Per il resto il professore Ainis, come dice un corretto titolo applicato dai colleghi di Repubblica al suo intervento nel dibattito referendario, ha raccomandato “un voto per la Costituzione”. Ma “per la Costituzione” in che senso? In quello del annunciato dal professore e presidente emerito della Corte Costituzionale Valerio Onida, pur inorridito dalle motivazioni anti-casta e anti-parlamentariste date ai tagli dei seggi dai grillini, o in quello del no annunciato dal professore e presidente emerito, anche lui, della Corte Costituzionale, e già ministro della Giustizia, Giovanni Flick? Che si è rifiutato giustamente -secondo me- di separare le cattive motivazioni grilline dagli effetti dei loro tagli, avulsi da altre modifiche della Costituzione necessarie invece a garantire davvero un migliore funzionamento delle Camere. Esse conservando le stesse, ripetitive competenze attuali, difese da Luigi Di Maio in una intervista al Corriere della Sera, continueranno a viaggiare, diciamo così, come una carrozza a cavallo in autostrada. Eppure la compianta ex presidente della Camera Nilde Jotti, recentemente scoperta dallo stesso Di Maio come portabandiera di un Parlamento con meno deputati e senatori, segnalò già nel 1979, dopo essere stata eletta al vertice di Montecitorio, difetti e guasti del bicameralismo paritario, o perfetto, da superare quindi in un intervento riformatore sulla composizione del Parlamento.

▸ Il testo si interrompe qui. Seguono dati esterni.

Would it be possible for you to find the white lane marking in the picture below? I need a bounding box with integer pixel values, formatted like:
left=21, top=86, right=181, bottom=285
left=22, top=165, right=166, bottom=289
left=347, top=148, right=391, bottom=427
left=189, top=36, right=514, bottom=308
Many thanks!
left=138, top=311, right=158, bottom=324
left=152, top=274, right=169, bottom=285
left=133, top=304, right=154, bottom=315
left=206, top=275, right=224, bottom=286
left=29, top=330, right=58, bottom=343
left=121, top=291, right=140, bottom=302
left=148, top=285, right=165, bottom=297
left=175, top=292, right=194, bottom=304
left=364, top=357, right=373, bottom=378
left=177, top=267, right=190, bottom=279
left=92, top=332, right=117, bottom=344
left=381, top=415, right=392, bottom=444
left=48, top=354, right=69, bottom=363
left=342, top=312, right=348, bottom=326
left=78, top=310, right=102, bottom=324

Secondo Ainis, di una riforma costituzionale, a prescindere dalla sua ampiezza, deve valere “il testo e non il contesto”, inteso quest’ultimo come il clima politico nel quale matura e i “sentimenti o risentimenti” che può alimentare, i danni o i vantaggi per il governo di turno ed altri accidenti della competizione fra partiti, leader, coalizioni e quant’altro.

Non so se il professore Giovanni Guzzetta, intervenuto ieri sul Dubbio nel dibattito referendario con la competenza accumulata su questo terreno in una trentina d’anni di lavoro, fra gli altri, con Mariotto Segni e Marco Pannella, volesse riferirsi proprio a Michele Ainis e al suo recentissimo articolo su Repubblica, che ha stimolato le riflessioni di questo mio articolo. Ma queste sue parole si prestano benissimo come risposta, forse troppo rude per i gusti o le abitudini dello stesso Guzzetta, al costituzionalista dissidente -credo- del giornale diretto da Maurizio Molinari: “Quando voterete, qualsiasi cosa voterete, sappiate che chi vi dice di limitarvi a considerare il merito, il merito e basta, mente sapendo di mentire. Ognuno degli attori in gioco, sui palchi dei comizi, reali o virtuali, ha la sua agenda e il taglio dei parlamentari è un tassello di questa agenda”.

Concordo pienamente, anche se in passato ho dissentito da Guzzetta per il contributo da lui dato ai cosiddetti referendum “manipolativi”, variante di quelli “abrogativi” previsti dalla Costituzione: per esempio, in tema di legge elettorale, snaturabile e non abrogabile se si interviene su un articolo col bisturi di un chirurgo, togliendo una virgola qua e un aggettivo là.